Foley replied, "No, sir," but the judge offered his own answer.

"You actually did, you just had no idea anybody would actually go out
and hire a lawyer and sue you."

More than $200,000 has been spent by the Electronic Frontier
Foundation in bringing the case to trial. The EFF was founded by
Mitchell Kapor amid a civil liberties movement sparked in large part
by the Secret Service computer crime crackdown.

"The dressing-down of the Secret Service for their behavior is a major
vindication of what we've been saying all along, which is that there
were outrageous actions taken against Steve Jackson that hurt his
business and sent a chilling effect to everyone using bulletin boards,
and that there were larger principles at stake," said Kapor, contacted
at his Cambridge, Mass., office.

"We're very happy with the way the case came out," said Shari Steele,
who attended the case as counsel for the EFF. "That session with the
judge and Tim Foley is what a lawyer dreams about."

That session seemed triggered by a riveting cross-examination of Foley
by Pete Kennedy, Jackson's attorney.

Kennedy forced Foley to admit that the search warrant did not meet
even the Service's own standards for a search-and-seizure, and did not
establish that Jackson Games was suspected of being involved in any
illegal activity.

"Agent Foley, it's been almost three years. Has Chris Goggans been
indicted? Has Loyd Blankenship been indicted? Has Loyd Blankenship's
computer been returned to him?"

The purported membership of Jackson Games employee Blankenship in the
Legion of Doom hacker's group triggered the raids that day on Jackson
Games, Blankenship's home, and that of Goggans, a Houstonian who at
the time was a University of Texas student. No charges have been
filed, although the computer seized from Blankenship's home --
containing his wife's dissertation -- never has been returned.

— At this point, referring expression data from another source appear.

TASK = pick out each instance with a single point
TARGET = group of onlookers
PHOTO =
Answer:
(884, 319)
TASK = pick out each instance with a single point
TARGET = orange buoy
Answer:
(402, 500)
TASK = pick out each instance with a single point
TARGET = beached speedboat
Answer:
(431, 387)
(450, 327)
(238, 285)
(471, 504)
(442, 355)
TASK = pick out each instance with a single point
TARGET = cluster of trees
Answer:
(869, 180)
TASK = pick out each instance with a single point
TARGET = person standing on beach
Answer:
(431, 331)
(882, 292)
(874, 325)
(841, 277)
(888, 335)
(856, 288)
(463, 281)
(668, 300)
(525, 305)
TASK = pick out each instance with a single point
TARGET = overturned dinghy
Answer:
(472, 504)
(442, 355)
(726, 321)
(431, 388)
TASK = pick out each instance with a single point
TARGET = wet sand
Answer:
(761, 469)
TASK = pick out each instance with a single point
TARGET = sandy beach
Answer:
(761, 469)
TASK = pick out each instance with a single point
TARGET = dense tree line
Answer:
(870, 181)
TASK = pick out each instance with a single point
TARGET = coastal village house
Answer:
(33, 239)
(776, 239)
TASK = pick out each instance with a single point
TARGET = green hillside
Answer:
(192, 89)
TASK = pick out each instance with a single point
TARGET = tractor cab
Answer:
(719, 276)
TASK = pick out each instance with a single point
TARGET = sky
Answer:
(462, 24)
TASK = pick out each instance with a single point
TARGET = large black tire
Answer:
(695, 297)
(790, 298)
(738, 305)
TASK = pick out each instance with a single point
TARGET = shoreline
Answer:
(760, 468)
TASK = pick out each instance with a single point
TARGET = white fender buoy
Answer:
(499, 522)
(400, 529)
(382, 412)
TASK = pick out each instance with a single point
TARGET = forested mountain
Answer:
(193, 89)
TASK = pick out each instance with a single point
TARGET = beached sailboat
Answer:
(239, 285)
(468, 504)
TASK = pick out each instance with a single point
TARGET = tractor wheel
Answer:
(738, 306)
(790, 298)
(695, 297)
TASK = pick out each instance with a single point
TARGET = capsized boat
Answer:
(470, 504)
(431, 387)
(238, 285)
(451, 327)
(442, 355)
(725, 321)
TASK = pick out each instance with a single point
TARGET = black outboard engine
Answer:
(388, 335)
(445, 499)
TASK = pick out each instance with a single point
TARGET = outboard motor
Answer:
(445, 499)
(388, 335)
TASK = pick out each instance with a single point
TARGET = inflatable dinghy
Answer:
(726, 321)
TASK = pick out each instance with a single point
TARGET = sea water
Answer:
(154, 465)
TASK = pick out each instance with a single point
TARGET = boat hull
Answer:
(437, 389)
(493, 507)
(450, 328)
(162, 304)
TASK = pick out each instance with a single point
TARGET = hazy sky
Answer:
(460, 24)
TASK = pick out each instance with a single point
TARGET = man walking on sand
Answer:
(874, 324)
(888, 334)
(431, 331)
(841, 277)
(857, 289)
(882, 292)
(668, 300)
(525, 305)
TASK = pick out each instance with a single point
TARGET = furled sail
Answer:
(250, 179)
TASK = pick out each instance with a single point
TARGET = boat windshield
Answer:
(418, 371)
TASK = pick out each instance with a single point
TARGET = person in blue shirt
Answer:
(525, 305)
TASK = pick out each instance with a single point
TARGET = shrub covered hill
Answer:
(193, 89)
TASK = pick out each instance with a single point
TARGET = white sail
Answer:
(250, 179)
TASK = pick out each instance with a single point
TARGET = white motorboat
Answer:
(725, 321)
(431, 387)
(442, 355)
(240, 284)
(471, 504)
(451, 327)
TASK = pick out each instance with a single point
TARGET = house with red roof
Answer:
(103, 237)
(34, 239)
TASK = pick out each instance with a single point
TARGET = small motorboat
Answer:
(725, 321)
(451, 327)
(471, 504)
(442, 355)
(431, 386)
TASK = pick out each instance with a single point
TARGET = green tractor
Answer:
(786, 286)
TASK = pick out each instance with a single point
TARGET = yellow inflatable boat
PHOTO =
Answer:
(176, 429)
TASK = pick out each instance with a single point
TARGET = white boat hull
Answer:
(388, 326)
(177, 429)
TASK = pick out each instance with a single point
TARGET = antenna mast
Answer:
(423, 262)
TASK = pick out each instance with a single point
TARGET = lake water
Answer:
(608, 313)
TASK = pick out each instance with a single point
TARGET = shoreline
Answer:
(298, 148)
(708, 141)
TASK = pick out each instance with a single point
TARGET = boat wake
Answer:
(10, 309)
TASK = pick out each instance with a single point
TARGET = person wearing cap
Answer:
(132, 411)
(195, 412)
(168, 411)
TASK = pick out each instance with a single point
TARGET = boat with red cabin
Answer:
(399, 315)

After the cross-examination, Sparks questioned Foley on a number of
key details before and after the raid, focusing on the holes in the
search warrant, why Jackson was not allowed to copy his work in
progress after it was seized, and why his computers were not returned
after the Secret Service analyzed them, a process completed before the
end of March.

"The examination took seven days, but you didn't give Steve Jackson's
computers back for three months. Why?" asked an incredulous Sparks.
"So here you are, with three computers, 300 floppy disks, an owner who
was asking for it back, his attorney calling you, and what I want to
know is why copies of everything couldn't be given back in days. Not
months. Days.

"That's what makes you mad about this case."

The Justice Department contended that Jackson Games is a manufacturer,
and that only journalistic organizations can call upon the Privacy
Protection Act. It contended that the ECPA was not violated because
electronic mail is not "intercepted" when a BBS is seized. This
argument rests on a narrow definition of interception.